Tuttavia, la determinazione di Baluku di unirsi all’ideologia del califfato ha diviso l’Adf in due fazioni: una maggioritaria (quella di Baluku) impegnata nel sostegno alle ambizioni di penetrazione dello Stato islamico in Africa centrale e orientale, l’altra invece contraria all’affiliazione con l’Isis e non sorretta da ideologie jihadiste. Quest’ultima rimane più convincente per attrarre nella sua orbita altre milizie esenti da componenti religiose fondamentaliste, che nelle provincie orientali del Congo costituiscono la maggioranza.
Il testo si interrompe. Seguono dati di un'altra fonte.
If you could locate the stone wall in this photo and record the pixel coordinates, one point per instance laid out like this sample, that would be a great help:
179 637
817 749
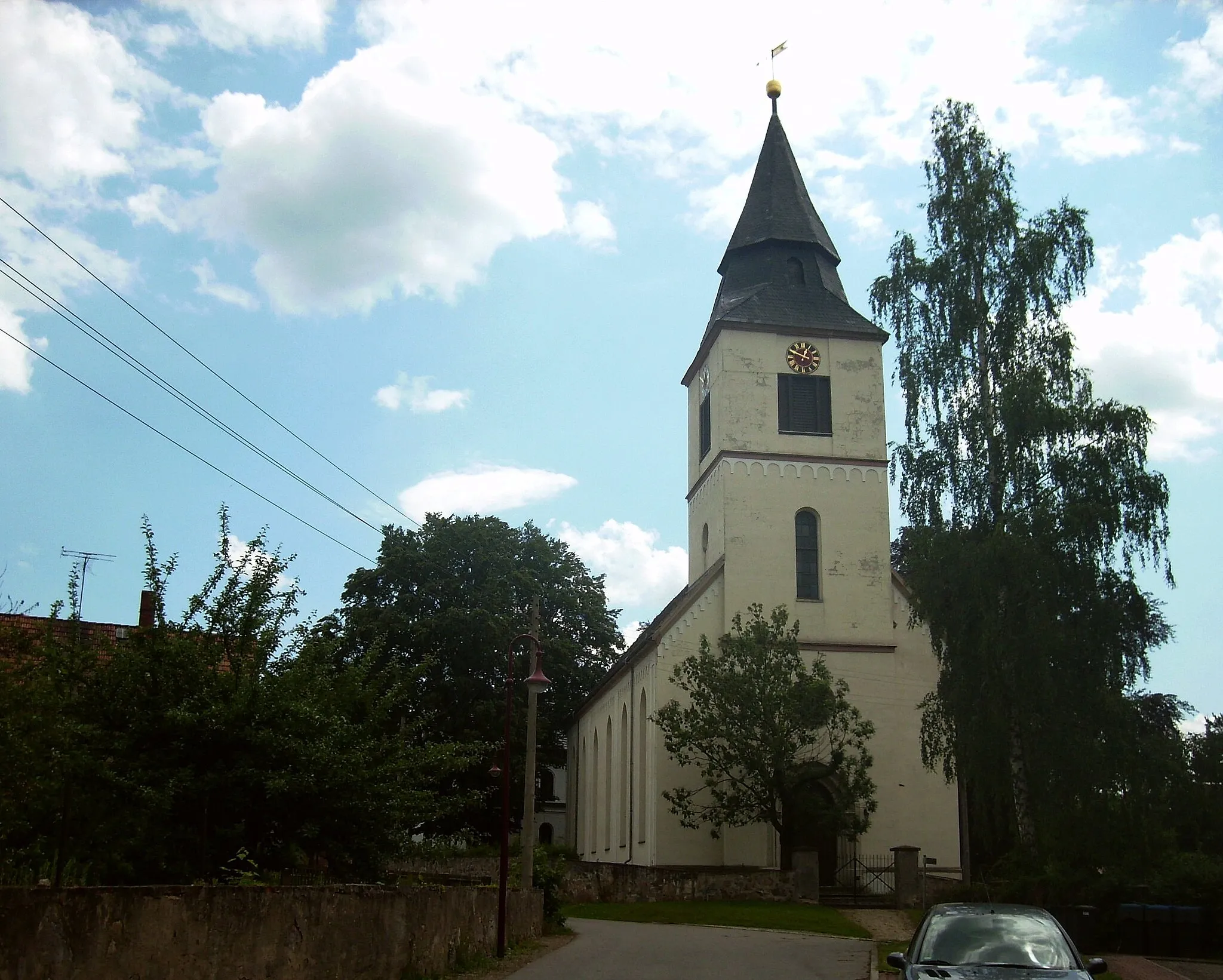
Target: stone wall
602 881
592 881
273 934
L’attacco della scorsa settimana nel ristorante di Komamboga ha ricordato due azioni violente simili compiute nella capitale l’11 luglio 2010. Quella sera andava in onda la finale tra Olanda e Spagna del Mondiale di calcio in Sudafrica e a Kampala venne attaccato un ristorante etiopico, dove morirono 15 persone. Un’ora dopo, due esplosioni in rapida successione, avvenute a pochi minuti dal termine dell’incontro, colpirono la folla accorsa al Kyadondo Rugby Club di Nakawa, un sobborgo di Kampala dove era stato allestito un maxischermo per vedere la partita. Nelle due detonazioni rimasero ferite 64 persone e 49 persero la vita.
Il duplice attacco fu rivendicato dal gruppo terrorista somalo al-Shabaab, come rappresaglia contro l’Uganda per aver contribuito all’invio di truppe per rafforzare l’Amisom, la missione di pace dell’Unione africana che combatte al-Shabaab in Somalia. Fu la prima volta che gli islamisti somali colpirono al di fuori del loro paese.
Le Adf e al-Shabaab sono però sui lati opposti della grande galassia jihadista – già in competizione tra loro anche nel Sahel occidentale -, perché il gruppo estremista somalo è ufficialmente affiliato ad al-Qaeda dal febbraio 2012. Di conseguenza, la cooperazione con una formazione armata legata allo Stato islamico sembra assai improbabile, anche se entrambi hanno un conto in sospeso con il presidente ugandese Yoweri Museveni.
Senza dimenticare che, come evidenzia il report dell’Icsr, le Adf hanno stretto legami con al-Shabaab dall’inizio del 2011, quando gli estremisti somali hanno cominciato a fornire determinante supporto nella logistica e nell’addestramento dei ribelli ugandesi. Una collaborazione che secondo i due specialisti sarebbe proseguita anche dopo l’affiliazione delle Adf nello Stato islamico.